Historia i dzień obecny Festiwali rockowych w Jarocinie
Gość
No i zrobił sie festyn ... Mało osób muzyka hmm przemilczę. Jeżeli jarocin na tym zarobi to tylko dlatego że cena biletu i pola jest śmiesznie wysoka za coś takiego... Festyn z gimnazjalistami oraz małymi dziećmi.
Lepiej to zamknąć i niech nie będzie. Będą wspomnienia.
Albo niech ktoś się za to weźmie kompetentny bo to co teraz jest...
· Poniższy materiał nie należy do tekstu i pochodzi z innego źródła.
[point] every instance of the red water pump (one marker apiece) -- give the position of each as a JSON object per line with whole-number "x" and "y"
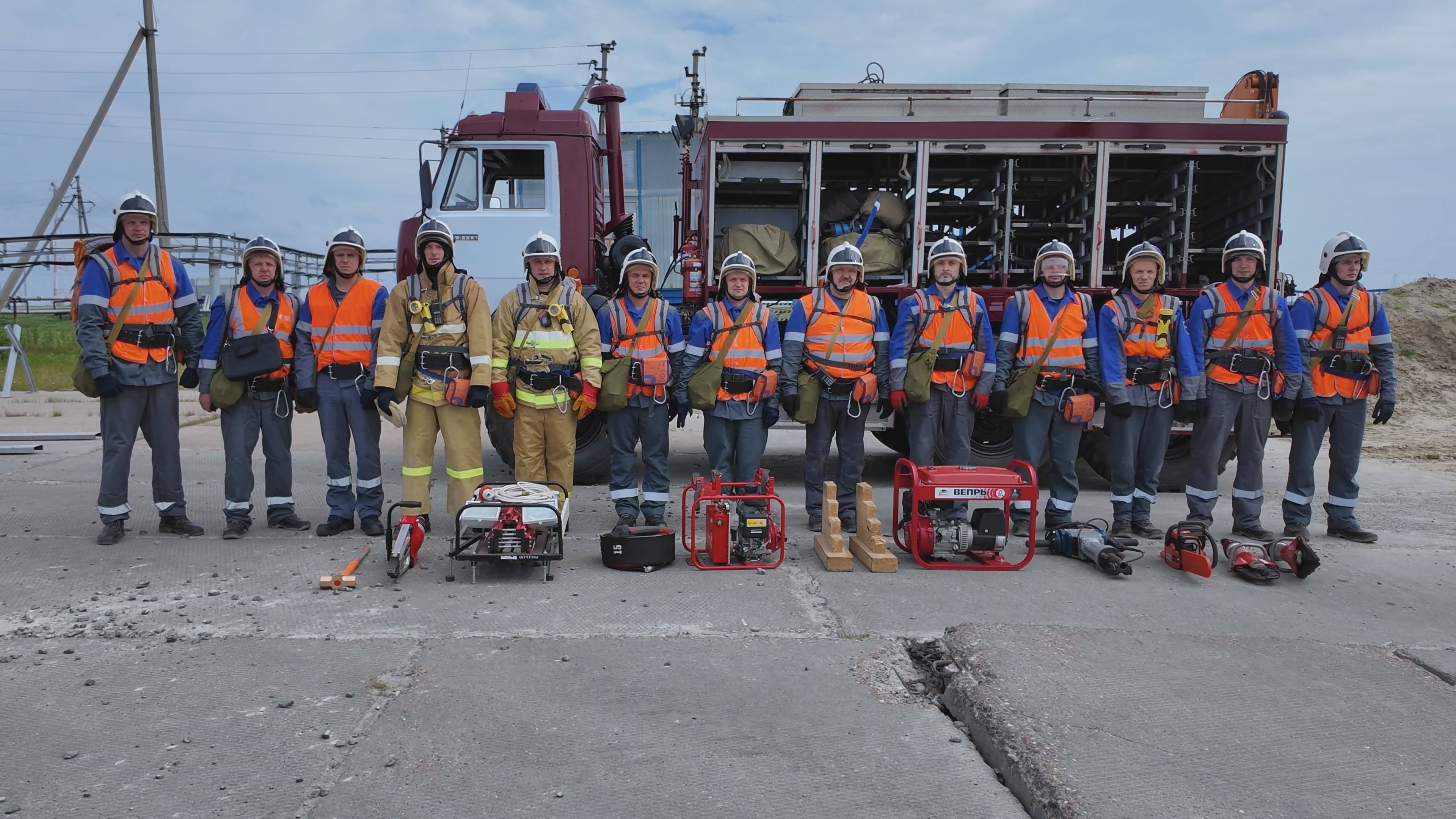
{"x": 934, "y": 524}
{"x": 756, "y": 541}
A mała scena dalej za płotem zamiast przed ŚMIECH... Swoją drogą lepsza ta mała scena była niż duża...
Nowy Grupowicz
Trochę mi się jaźń przestawiła po tegorocznej edycji. Zawsze byłem za tym, żeby nie oceniać nowego Jarocina, jako "festynu", ale liczba "Januszy" w tym roku była przerażająca.
W 2010 większość załogi była punkowa, w 2011 ponad połowa, a w 2012 jeśli połowa ludzi była w dobrym miejscu o tej porze, to był to cud.
Ludzie z Openera, jakieś chłopaczki w koszulach... nie. Na Jarocin jeździł będę, bo uwielbiam to miejsce, ale taka liczba ludzi nieprzystosowanych przeraża.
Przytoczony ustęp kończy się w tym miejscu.